Dunia tomó asiento junto al húsar, el criado subió al pescante, el cochero lanzó un silbido y los caballos partieron al galope.

El pobre jefe de la posta no alcanzaba a comprender cómo había permitido que su hija marchara con el húsar, cómo se había cegado, qué había nublado entonces su razón. No había transcurrido media hora cuando se despertó en él tal angustia que, incapaz de seguir esperando, se dirigió a la iglesia. Al acercarse al templo vio que la gente estaba saliendo de misa, pero Dunia no estaba ni en el recinto ni en el atrio. Entró apresuradamente: el sacerdote bajaba del altar; el sacristán apagaba las velas, dos viejas seguían rezando en un rincón; tampoco allí estaba. El infortunado padre apenas si tuvo valor para preguntar al sacristán si su hija había asistido a la misa. El sacristán le contestó negativamente. El jefe de la posta volvió a casa más muerto que vivo. Le quedaba una esperanza: quizá Dunia, con la despreocupación propia de la juventud, hubiera querido seguir hasta la posta siguiente, donde residía su madrina. Con dolorosa inquietud esperaba el regreso de la troika en que había dejado marchar a su hija.

El cochero tardaba en volver. Por fin se presentó al anochecer, solo y borracho, con una noticia terrible:

—Dunia ha seguido adelante con el húsar.

El viejo no pudo soportar la desgracia y se desplomó sobre el mismo lecho que un día antes ocupaba aún el joven seductor. Ahora, dándole vueltas a todas las circunstancias del suceso, cayó en la cuenta de que la enfermedad del húsar había sido fingida. Una fuerte calentura se apoderó de él; lo trasladaron a la ciudad y su puesto fue ocupado interinamente por otro. Le asistió el mismo médico que había atendido al húsar. Le aseguró que el joven estaba entonces completamente sano y que él había sospechado sus siniestras intenciones, aunque calló por miedo a la fusta. No sabemos si el alemán decía verdad o si quería presumir de perspicaz, pero lo cierto es que no llevó el menor consuelo al pobre enfermo. Este, apenas se hubo repuesto de su enfermedad, solicitó de sus superiores dos meses de permiso y, sin hablar a nadie de sus intenciones, se dirigió a pie en busca de su hija. Por el libro de registro de viajeros sabía que el capitán de caballería Minski se dirigía de Smolensk a Petersburgo. El cochero que lo llevó dijo que Dunia había llorado durante todo el trayecto, aunque, al parecer, iba de buen grado.

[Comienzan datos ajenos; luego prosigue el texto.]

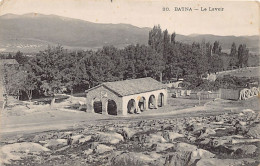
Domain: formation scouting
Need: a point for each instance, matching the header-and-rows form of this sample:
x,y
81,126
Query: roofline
x,y
86,91
145,91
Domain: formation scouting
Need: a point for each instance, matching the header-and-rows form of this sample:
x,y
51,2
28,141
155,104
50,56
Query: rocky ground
x,y
230,138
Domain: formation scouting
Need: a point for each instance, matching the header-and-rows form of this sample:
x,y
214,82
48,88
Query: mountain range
x,y
33,32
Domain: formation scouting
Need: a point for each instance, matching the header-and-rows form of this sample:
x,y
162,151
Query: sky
x,y
238,18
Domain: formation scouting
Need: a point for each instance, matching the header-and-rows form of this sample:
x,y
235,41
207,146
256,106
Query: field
x,y
182,133
244,72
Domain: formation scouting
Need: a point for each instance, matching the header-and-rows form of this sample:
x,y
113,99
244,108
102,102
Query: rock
x,y
205,141
85,139
127,133
163,146
102,148
76,138
111,138
18,150
245,111
131,158
87,152
206,132
185,147
221,141
226,162
177,159
55,143
245,149
173,135
153,138
201,154
254,131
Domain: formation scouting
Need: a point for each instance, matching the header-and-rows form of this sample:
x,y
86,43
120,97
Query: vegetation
x,y
56,70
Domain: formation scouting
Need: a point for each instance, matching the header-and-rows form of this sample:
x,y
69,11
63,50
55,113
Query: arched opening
x,y
97,106
152,102
111,107
131,106
141,104
160,99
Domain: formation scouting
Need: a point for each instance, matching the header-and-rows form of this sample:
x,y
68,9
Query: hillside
x,y
252,42
33,32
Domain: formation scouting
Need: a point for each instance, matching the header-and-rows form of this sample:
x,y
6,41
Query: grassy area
x,y
244,72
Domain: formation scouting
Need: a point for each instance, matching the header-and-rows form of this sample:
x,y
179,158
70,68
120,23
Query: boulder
x,y
85,139
128,132
153,138
131,158
110,138
100,148
218,162
185,147
87,152
245,149
55,143
177,159
174,135
201,154
254,131
162,146
246,111
75,139
16,151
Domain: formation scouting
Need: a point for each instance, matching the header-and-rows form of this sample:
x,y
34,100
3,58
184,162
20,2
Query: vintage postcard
x,y
129,82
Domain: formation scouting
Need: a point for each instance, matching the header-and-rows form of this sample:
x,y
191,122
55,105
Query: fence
x,y
229,94
205,95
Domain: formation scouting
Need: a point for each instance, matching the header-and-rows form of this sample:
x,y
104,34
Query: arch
x,y
141,104
111,107
160,100
131,106
97,106
152,102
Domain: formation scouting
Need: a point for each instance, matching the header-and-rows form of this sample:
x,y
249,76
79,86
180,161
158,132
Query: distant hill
x,y
33,32
252,42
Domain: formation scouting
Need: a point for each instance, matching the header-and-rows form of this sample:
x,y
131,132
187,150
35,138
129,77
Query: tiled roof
x,y
133,86
8,62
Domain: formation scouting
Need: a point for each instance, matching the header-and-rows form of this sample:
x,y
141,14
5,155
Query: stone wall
x,y
137,97
102,94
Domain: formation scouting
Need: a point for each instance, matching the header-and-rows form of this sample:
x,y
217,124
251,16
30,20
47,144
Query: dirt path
x,y
82,118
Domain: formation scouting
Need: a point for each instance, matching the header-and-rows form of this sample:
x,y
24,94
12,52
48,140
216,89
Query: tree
x,y
173,38
216,48
243,54
156,38
233,54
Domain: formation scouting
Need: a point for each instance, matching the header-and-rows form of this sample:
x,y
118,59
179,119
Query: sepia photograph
x,y
129,83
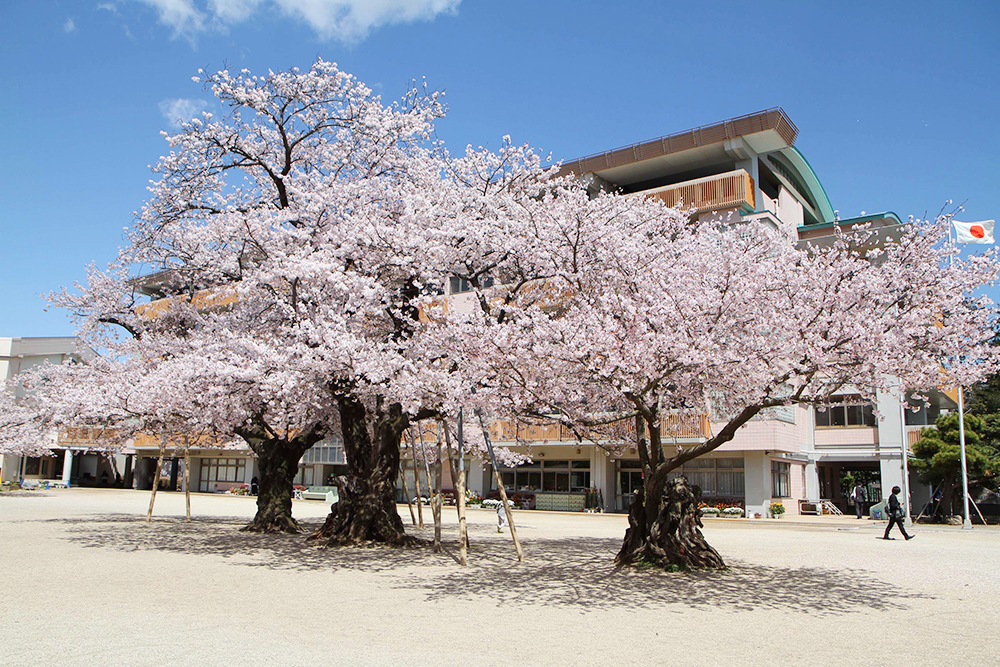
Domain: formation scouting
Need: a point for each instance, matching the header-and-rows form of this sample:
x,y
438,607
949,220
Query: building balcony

—Quizá pueda regresar a casa con mi oveja descarriada — se dijo el jefe de posta.

Animado por esta idea, llegó a Petersburgo, se alojó en el cuartel del regimiento de Izmáiíov, con un suboficial retirado, viejo compañero de servicio, e inició sus búsquedas. Pronto supo que el capitán Minski estaba en Petersburgo y que residía en la hostería de Demútov. El jefe de posta decidió hacerle una visita.

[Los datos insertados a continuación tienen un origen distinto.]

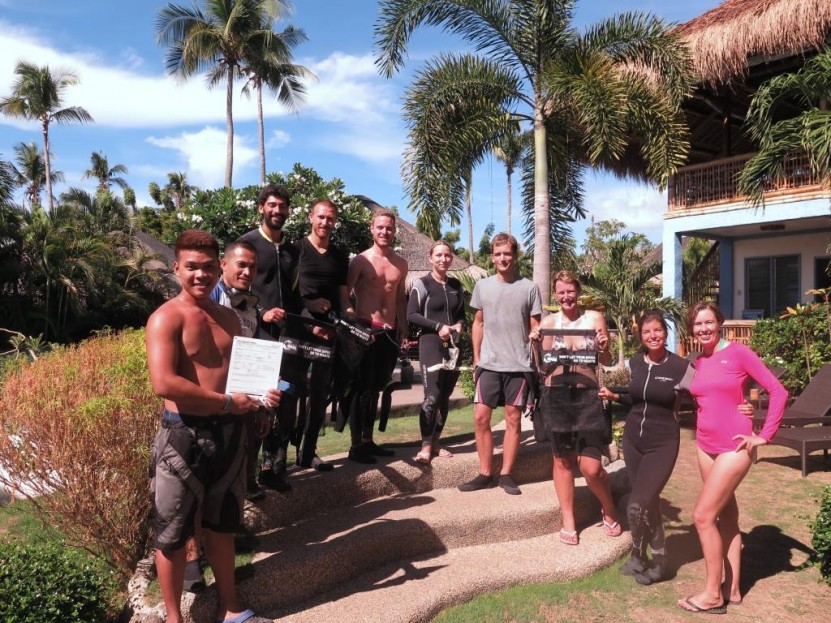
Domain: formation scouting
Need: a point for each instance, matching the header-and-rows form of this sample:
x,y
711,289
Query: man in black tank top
x,y
321,275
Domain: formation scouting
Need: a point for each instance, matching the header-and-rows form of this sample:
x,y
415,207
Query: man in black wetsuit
x,y
274,285
322,282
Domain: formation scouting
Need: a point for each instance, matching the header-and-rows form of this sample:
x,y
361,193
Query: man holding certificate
x,y
275,286
198,456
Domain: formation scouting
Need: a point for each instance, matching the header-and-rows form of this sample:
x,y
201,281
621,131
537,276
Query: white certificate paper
x,y
255,366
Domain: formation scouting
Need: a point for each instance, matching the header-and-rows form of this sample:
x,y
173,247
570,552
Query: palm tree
x,y
509,151
218,40
623,286
810,130
30,171
269,64
106,175
37,94
624,77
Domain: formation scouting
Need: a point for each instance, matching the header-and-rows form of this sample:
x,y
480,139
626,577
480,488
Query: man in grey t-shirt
x,y
508,308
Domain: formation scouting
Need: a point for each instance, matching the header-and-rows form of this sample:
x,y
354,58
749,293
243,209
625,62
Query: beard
x,y
276,221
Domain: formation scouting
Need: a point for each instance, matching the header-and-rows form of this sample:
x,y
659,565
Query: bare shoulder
x,y
598,319
168,317
399,262
548,322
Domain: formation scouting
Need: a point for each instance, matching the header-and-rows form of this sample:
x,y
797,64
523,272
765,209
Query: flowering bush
x,y
75,433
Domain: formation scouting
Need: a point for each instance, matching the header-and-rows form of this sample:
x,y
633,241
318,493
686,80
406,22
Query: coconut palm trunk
x,y
47,163
261,130
229,124
542,226
469,215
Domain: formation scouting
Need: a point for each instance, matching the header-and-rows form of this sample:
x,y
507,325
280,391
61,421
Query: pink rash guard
x,y
718,388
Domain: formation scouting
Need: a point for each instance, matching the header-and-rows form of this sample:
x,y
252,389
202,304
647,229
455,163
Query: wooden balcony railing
x,y
713,183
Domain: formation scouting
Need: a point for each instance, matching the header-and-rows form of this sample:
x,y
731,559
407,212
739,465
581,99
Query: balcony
x,y
714,183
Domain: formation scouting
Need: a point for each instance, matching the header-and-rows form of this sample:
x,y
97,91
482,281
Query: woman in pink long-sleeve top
x,y
726,445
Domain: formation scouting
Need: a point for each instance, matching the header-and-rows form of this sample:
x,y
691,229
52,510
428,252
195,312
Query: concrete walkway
x,y
397,542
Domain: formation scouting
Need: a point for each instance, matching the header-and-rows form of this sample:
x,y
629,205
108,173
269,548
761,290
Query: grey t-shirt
x,y
506,310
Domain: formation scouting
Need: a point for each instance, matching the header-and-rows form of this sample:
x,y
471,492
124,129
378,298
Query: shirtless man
x,y
189,341
508,308
376,277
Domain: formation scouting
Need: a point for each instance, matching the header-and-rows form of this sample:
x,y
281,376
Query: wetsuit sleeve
x,y
415,308
458,311
760,373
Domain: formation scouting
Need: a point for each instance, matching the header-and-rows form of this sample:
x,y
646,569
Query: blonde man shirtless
x,y
376,278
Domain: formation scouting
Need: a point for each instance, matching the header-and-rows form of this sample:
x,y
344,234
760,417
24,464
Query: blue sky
x,y
350,128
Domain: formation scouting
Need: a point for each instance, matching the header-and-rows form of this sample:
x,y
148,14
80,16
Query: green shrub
x,y
75,431
51,583
779,342
821,535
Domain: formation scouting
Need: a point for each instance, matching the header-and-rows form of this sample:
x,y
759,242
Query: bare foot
x,y
732,598
700,603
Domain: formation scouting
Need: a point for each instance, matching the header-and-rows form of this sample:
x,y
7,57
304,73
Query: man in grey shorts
x,y
198,457
508,307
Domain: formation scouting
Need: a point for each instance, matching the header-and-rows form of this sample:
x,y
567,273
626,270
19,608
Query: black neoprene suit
x,y
650,444
431,305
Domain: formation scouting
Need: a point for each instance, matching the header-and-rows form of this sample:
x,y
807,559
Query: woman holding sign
x,y
574,342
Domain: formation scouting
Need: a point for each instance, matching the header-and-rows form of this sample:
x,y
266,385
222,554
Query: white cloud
x,y
205,154
348,88
278,140
640,207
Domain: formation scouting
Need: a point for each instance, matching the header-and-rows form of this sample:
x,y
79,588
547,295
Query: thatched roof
x,y
726,40
415,248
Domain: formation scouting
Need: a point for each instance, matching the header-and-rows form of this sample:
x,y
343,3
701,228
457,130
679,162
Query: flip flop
x,y
695,608
610,529
240,618
423,457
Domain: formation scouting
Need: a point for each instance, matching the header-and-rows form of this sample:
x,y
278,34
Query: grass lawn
x,y
402,431
777,506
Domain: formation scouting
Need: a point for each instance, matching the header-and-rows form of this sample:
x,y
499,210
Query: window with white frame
x,y
772,283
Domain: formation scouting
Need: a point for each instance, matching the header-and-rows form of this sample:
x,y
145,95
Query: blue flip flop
x,y
241,617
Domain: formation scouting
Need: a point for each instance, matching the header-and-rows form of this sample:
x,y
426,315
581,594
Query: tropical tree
x,y
271,66
585,95
30,171
8,181
778,134
37,93
219,40
106,175
509,151
623,286
172,196
107,212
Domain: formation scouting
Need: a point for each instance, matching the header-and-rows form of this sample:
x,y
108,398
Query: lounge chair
x,y
805,440
812,406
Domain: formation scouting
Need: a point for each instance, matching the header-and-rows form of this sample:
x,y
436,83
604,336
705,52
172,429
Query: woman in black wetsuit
x,y
650,441
436,305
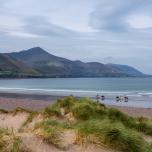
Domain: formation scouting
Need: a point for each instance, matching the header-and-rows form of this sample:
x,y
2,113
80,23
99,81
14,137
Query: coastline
x,y
11,101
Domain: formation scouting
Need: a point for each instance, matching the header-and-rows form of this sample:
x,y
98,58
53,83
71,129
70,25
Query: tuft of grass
x,y
52,110
9,142
3,111
113,134
139,124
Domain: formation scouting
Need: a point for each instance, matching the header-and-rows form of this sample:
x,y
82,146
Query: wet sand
x,y
10,101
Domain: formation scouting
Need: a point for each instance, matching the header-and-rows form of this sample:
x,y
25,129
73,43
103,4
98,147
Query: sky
x,y
107,31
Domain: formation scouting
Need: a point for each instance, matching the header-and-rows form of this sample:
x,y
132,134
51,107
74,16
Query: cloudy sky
x,y
108,31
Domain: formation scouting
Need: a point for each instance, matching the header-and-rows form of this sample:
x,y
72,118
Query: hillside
x,y
10,67
52,66
127,69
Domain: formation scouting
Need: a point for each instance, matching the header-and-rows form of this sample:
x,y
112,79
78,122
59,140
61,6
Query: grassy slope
x,y
93,123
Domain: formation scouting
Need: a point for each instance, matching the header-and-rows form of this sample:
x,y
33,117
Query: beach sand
x,y
10,101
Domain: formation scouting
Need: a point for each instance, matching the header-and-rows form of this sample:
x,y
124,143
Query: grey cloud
x,y
112,15
41,26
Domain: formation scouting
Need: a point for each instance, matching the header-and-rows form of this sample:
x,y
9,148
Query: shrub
x,y
83,111
113,134
52,110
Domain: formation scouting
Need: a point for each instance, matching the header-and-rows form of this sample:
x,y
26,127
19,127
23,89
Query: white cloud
x,y
90,30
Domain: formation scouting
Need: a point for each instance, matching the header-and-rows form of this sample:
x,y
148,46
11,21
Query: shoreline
x,y
37,102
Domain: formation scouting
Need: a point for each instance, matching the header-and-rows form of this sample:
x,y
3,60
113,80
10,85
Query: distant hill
x,y
39,63
10,67
127,69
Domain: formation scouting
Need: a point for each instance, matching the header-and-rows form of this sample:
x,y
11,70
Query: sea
x,y
138,90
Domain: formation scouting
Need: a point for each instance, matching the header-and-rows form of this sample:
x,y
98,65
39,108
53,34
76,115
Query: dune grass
x,y
93,123
102,125
9,142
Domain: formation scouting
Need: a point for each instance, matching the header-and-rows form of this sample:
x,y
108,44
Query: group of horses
x,y
118,98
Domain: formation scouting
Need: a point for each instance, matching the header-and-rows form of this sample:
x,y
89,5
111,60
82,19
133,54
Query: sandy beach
x,y
10,101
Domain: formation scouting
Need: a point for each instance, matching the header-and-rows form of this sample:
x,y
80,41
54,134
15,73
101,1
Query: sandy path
x,y
136,112
12,121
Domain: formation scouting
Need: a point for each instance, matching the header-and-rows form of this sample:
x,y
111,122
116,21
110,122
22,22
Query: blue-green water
x,y
139,90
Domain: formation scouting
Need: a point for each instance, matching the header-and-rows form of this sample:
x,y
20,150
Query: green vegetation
x,y
101,125
90,121
9,142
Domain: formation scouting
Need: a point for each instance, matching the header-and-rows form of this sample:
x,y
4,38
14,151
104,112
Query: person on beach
x,y
126,99
117,98
102,98
97,98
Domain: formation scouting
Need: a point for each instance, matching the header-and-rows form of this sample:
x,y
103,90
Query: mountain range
x,y
36,62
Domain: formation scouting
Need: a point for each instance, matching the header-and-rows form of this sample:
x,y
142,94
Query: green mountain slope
x,y
10,67
52,66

Por la mañana temprano llegó a la antesala y rogó que se anunciara a su señoría que un viejo soldado deseaba verle. Un asistente, que estaba limpiando unas botas de montar, le hizo saber que el señor dormía y que antes de las once no acostumbraba a recibir a nadie. El jefe de posta se retiró y volvió a la hora señalada. Le abrió la puerta el propio Minski, con batín y bonete rojo.

—¿Qué se te ofrece, amigo? —le preguntó.

El corazón del viejo dio un vuelco, las lágrimas acudieron a sus ojos y se limitó a balbucir con voz temblorosa:

—Señoría... Hágame la merced divina...

Minski le dirigió una rápida mirada, enrojeció, lo tomó del brazo, lo llevó a su despacho y cerró la puerta.

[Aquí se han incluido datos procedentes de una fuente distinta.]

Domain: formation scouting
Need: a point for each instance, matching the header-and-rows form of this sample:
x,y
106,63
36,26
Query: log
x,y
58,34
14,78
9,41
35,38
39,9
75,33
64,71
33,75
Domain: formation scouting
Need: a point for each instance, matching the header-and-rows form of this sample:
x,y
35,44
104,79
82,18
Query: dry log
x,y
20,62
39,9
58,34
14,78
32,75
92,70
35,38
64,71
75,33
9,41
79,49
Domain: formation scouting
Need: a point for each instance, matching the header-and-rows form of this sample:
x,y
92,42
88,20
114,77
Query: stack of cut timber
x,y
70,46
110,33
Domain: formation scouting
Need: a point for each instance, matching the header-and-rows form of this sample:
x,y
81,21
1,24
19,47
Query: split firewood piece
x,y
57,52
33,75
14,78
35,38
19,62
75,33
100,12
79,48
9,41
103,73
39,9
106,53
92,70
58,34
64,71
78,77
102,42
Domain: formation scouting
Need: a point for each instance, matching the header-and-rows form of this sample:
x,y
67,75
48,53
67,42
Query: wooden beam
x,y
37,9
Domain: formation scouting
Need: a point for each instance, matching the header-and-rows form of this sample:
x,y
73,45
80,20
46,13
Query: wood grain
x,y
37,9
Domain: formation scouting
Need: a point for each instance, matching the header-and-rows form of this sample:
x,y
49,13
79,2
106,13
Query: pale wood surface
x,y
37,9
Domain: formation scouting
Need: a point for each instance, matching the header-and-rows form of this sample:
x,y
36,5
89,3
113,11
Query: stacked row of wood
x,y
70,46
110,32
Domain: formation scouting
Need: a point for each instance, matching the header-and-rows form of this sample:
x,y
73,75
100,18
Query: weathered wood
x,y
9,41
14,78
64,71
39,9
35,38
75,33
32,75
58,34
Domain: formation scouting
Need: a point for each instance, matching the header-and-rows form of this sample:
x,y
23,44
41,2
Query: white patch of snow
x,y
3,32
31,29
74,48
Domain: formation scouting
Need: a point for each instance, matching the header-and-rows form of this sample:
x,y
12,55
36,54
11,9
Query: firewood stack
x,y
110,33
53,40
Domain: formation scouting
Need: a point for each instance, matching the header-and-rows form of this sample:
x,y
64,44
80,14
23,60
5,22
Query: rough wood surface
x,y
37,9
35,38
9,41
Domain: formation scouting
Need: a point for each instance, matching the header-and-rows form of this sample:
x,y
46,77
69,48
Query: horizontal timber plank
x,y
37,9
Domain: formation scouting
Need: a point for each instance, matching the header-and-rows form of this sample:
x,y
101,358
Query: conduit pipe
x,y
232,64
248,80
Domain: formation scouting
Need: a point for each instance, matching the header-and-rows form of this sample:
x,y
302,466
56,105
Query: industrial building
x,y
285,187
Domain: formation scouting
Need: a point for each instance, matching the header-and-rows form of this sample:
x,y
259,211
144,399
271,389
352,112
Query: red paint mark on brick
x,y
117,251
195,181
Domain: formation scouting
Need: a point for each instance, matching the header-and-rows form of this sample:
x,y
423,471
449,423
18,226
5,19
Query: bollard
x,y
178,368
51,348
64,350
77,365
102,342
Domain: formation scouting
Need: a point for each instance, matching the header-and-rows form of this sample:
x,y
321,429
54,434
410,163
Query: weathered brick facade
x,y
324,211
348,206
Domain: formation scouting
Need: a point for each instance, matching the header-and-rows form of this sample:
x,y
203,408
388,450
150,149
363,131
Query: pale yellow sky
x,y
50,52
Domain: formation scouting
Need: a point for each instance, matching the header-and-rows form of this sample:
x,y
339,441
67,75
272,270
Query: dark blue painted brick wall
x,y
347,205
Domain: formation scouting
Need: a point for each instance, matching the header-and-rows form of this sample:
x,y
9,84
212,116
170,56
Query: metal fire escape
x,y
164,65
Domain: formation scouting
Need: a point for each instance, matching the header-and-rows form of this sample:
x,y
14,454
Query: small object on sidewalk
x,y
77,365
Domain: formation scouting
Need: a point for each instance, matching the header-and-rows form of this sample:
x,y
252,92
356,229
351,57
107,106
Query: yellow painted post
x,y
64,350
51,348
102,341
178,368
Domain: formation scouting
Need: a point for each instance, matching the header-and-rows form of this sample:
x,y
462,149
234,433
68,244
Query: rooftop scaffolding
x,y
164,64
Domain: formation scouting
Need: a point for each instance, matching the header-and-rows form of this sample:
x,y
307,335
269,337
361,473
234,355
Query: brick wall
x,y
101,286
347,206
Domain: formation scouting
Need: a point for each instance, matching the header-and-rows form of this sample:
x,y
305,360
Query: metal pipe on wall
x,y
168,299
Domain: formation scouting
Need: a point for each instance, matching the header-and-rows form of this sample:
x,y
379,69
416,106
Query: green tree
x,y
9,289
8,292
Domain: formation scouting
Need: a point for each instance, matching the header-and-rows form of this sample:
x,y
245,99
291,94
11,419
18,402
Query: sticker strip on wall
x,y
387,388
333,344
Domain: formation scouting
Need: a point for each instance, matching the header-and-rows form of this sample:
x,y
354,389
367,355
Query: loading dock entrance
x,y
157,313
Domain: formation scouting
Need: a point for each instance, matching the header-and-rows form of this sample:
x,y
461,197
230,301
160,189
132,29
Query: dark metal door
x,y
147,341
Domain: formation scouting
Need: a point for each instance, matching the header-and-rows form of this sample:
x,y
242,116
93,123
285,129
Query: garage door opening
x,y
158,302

—Señoría —continuó el viejo—, lo pasado, pasado está. Devuélvame, al menos, a mi pobre Dunia. Usted habrá satisfecho ya su capricho, no deje que se pierda en vano.

—Sí, lo que se ha hecho no se puede volver atrás — dijo el joven, sumamente turbado—. Reconozco mi culpa y te ruego que me perdones. Pero no pienses que puedo abandonar a Dunia: será feliz, te doy mi palabra de honor. ¿Para qué quieres llevártela? Me quiere y no podría volver a la vida de antes. Ni tú ni ella seríais capaces de olvidar lo ocurrido.